みずがめ座
ワーズワース的転回
流動体の機能への参与
今週のみずがめ座は、『爽やかやからだにかすかなる浮力』(日下野由季)という句のごとし。あるいは、水の中にポッカリと浮いていくような星回り。
澄んだ秋の大気の心地よさを感じて、それを詠うことから出発しつつも、それだけに終わらず、「からだ」を伴ってこの地球上に在ることの不可思議さに開かれていった一句。
水の中に入れば誰もが「浮力」を感じることができますが、掲句ではそれを陸上にいながら、何気なく風を押しやる動作を通して感じ取っていきます。そして動作を重ねていく中で、ついに自分は“地上の居住者”なのではなく、大気という流動体に浮かびながら暮らしているのだということに気がついていくのです。
その流動体のなかでは、あらゆるものが相互に触れあい、交流しつつ、広がっており、人間は他の生物と同様、そうして息を吹き込まれ、共有され、浸透しあう空間においてのみ、つねに生き永らえてきたのです。その意味で、大気のなかで暮らすとは、そうした流動体の機能に参与することに他ならず、それこそが生物が存在する上での最も基本的な性質なのだとも言えるかもしれません。
9月18日にみずがめ座から数えて「再誕」を意味する5番目のふたご座で形成される下弦の月へと向かっていく今週のあなたもまた、ごくごくシンプルな営為を通して、「在る」とか「生きる」ことの位置づけを捉え直していきたいところです。
みだりに単純化しないこと
掲句をめぐって思い出される哲学者にホワイトヘッド(1861~1947)がいます。
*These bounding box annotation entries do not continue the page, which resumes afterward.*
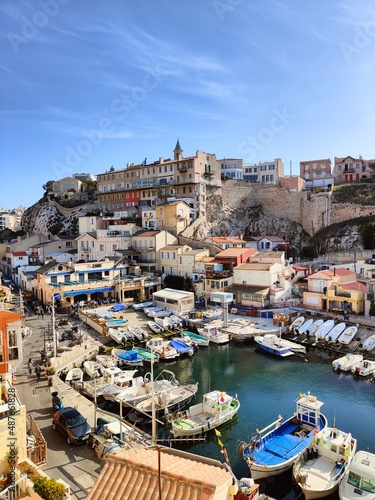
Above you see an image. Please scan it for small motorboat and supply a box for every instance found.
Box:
[147,321,164,334]
[146,337,180,361]
[288,316,305,332]
[181,330,210,347]
[332,353,363,372]
[241,393,327,481]
[363,335,375,352]
[293,427,357,500]
[351,359,375,377]
[315,319,335,340]
[111,349,143,367]
[338,326,358,345]
[167,391,240,437]
[324,322,346,342]
[169,338,194,356]
[65,368,83,384]
[339,450,375,500]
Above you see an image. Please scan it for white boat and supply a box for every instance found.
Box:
[197,323,230,345]
[339,326,358,345]
[288,316,305,332]
[241,393,327,481]
[95,354,117,368]
[146,337,180,361]
[332,353,363,372]
[325,322,346,342]
[309,319,324,335]
[293,427,357,500]
[254,333,306,358]
[315,319,335,340]
[167,391,240,437]
[295,318,314,334]
[115,370,184,409]
[339,450,375,500]
[351,359,375,377]
[128,324,149,340]
[65,368,83,384]
[83,361,103,378]
[108,327,133,344]
[135,382,198,418]
[147,321,164,334]
[363,335,375,352]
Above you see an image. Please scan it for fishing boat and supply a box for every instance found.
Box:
[197,323,230,345]
[169,338,194,356]
[132,302,154,311]
[128,324,149,340]
[167,391,240,437]
[146,337,180,361]
[315,319,335,340]
[325,322,346,342]
[65,368,83,385]
[135,382,198,418]
[115,370,180,409]
[108,328,133,344]
[105,319,128,327]
[339,450,375,500]
[363,335,375,352]
[288,316,305,332]
[133,346,159,363]
[82,361,103,378]
[293,427,357,500]
[241,393,327,480]
[111,349,143,367]
[351,359,375,377]
[147,321,164,334]
[254,333,306,358]
[294,318,314,335]
[181,330,210,347]
[338,326,358,345]
[332,353,363,372]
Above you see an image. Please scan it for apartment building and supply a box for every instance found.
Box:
[333,155,375,184]
[97,140,221,220]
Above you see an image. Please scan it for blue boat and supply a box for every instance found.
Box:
[169,339,194,356]
[118,349,143,366]
[241,393,327,481]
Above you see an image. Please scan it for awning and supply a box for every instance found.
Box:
[65,286,115,297]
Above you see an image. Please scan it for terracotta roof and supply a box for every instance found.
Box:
[87,448,233,500]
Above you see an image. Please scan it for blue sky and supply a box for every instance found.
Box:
[0,0,375,208]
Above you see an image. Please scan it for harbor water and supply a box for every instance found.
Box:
[149,345,375,500]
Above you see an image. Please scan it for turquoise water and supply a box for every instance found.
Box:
[155,345,375,499]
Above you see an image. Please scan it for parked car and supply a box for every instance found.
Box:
[52,406,91,444]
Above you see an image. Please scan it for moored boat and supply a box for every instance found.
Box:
[332,353,363,372]
[254,333,306,358]
[293,427,357,500]
[167,390,240,436]
[339,450,375,500]
[351,359,375,377]
[338,326,358,345]
[363,335,375,352]
[241,393,327,480]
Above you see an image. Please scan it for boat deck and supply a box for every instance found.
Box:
[300,457,338,491]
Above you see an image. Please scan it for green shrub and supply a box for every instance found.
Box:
[34,477,66,500]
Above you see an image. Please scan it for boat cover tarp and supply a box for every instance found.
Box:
[254,434,311,465]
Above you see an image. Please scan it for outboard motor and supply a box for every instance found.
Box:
[51,391,64,410]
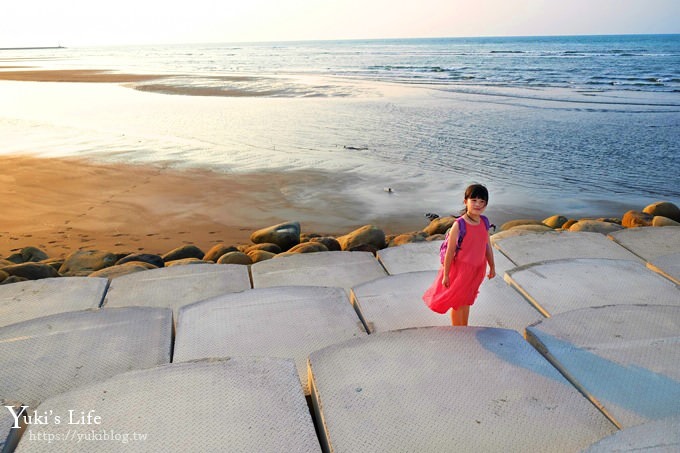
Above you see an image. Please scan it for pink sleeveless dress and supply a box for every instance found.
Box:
[423,222,489,313]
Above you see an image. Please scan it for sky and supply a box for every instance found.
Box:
[0,0,680,48]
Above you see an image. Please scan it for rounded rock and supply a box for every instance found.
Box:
[337,225,386,250]
[116,253,165,267]
[569,219,623,234]
[621,211,654,228]
[652,215,680,226]
[541,215,569,230]
[250,222,300,251]
[2,263,59,280]
[59,250,118,277]
[217,252,253,265]
[161,245,205,263]
[203,244,238,263]
[642,201,680,222]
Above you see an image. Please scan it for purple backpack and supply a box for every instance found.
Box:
[439,215,491,264]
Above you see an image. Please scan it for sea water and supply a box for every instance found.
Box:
[0,35,680,219]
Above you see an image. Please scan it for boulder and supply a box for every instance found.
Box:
[165,257,210,267]
[203,244,238,263]
[652,215,680,226]
[250,222,300,252]
[569,219,623,234]
[241,242,282,255]
[59,250,117,277]
[642,201,680,222]
[387,231,429,247]
[217,252,253,265]
[7,246,49,264]
[338,225,385,250]
[309,236,342,252]
[116,253,165,267]
[247,249,277,264]
[2,263,59,280]
[541,215,569,230]
[500,219,545,231]
[621,211,654,228]
[41,258,64,272]
[88,261,158,280]
[161,245,205,263]
[277,242,328,256]
[562,219,578,230]
[0,275,28,285]
[423,216,457,236]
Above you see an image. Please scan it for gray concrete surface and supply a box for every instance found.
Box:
[251,252,387,295]
[0,308,172,409]
[351,271,451,333]
[0,277,108,327]
[17,358,320,453]
[527,305,680,427]
[309,327,615,452]
[377,241,443,275]
[104,264,251,315]
[173,286,366,394]
[495,231,640,266]
[584,417,680,453]
[505,259,680,316]
[609,226,680,261]
[647,252,680,285]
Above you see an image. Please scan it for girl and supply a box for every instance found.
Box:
[423,184,496,326]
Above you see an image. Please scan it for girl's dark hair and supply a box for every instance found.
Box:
[460,184,489,215]
[465,184,489,203]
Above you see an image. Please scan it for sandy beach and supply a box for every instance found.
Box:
[0,156,436,258]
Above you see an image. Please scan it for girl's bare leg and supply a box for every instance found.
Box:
[451,305,470,326]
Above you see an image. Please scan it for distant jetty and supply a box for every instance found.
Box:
[0,46,66,50]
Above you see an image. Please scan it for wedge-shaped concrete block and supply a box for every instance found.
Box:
[104,264,250,314]
[584,416,680,453]
[505,259,680,316]
[0,308,172,409]
[647,252,680,285]
[17,358,320,452]
[495,231,640,266]
[351,271,451,333]
[0,277,108,327]
[609,226,680,261]
[352,271,543,333]
[0,401,22,453]
[251,252,387,294]
[378,241,443,275]
[309,327,615,452]
[527,305,680,427]
[173,287,366,394]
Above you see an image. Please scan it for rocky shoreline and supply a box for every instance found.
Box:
[0,201,680,285]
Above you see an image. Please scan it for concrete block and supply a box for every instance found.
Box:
[609,226,680,261]
[527,305,680,427]
[505,259,680,317]
[378,241,443,275]
[173,286,366,394]
[584,417,680,453]
[0,308,172,409]
[17,358,320,452]
[251,252,387,294]
[495,231,640,266]
[104,264,251,315]
[0,277,108,327]
[309,327,616,452]
[647,252,680,285]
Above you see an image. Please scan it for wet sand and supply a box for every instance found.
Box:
[0,156,427,258]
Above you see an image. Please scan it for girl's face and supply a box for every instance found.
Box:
[465,198,486,216]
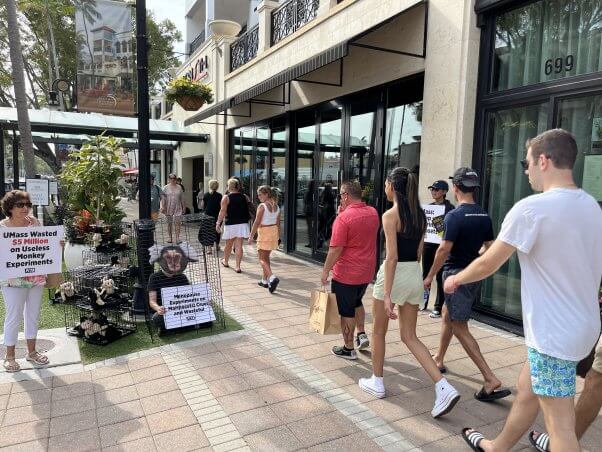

彼は哲学とは世界記述のための新しいジャンルであり、詩のようなものだと考え、こよなく愛したイギリスの大詩人ワーズワースをとりあげ、次のように書いていました。
もちろん、誰も疑わないことだが、ワーズワースは、ある意味では、生物が無生物と異なることは認めてはいる。しかし、それは、かれの眼目ではない。ワーズワースの念頭にあるのは、丘にたれこめる霊気である。かれのテーマは、全体相の自然だ。すなわち、われわれが個体とみなすどんなばらばらの要素にも刻印されている、周囲の事物の神秘的な姿を強調するのだ。かれは、個々の事例の色調にふくまれた自然の全体をいつも把握する。(『科学と近代世界』)
そう、私たちが住んでいるのは、信じられないくらい複雑で錯綜した世界なのであって、精神とか肉体といった「わかりやすいもの」が別々にあり、他のものと無関係に独立して存在している訳ではなく、まず「なんだか分からないけれど、ここで自分も、とめどなく複雑な何かに関係している」という感覚的把握が根底にあるはずです。
その意味で、今週のみずがめ座もまた、対象と自分を切り離して分析する自然科学的なものの見方をいかに乗り超えていくことができるかがテーマとなっていくでしょう。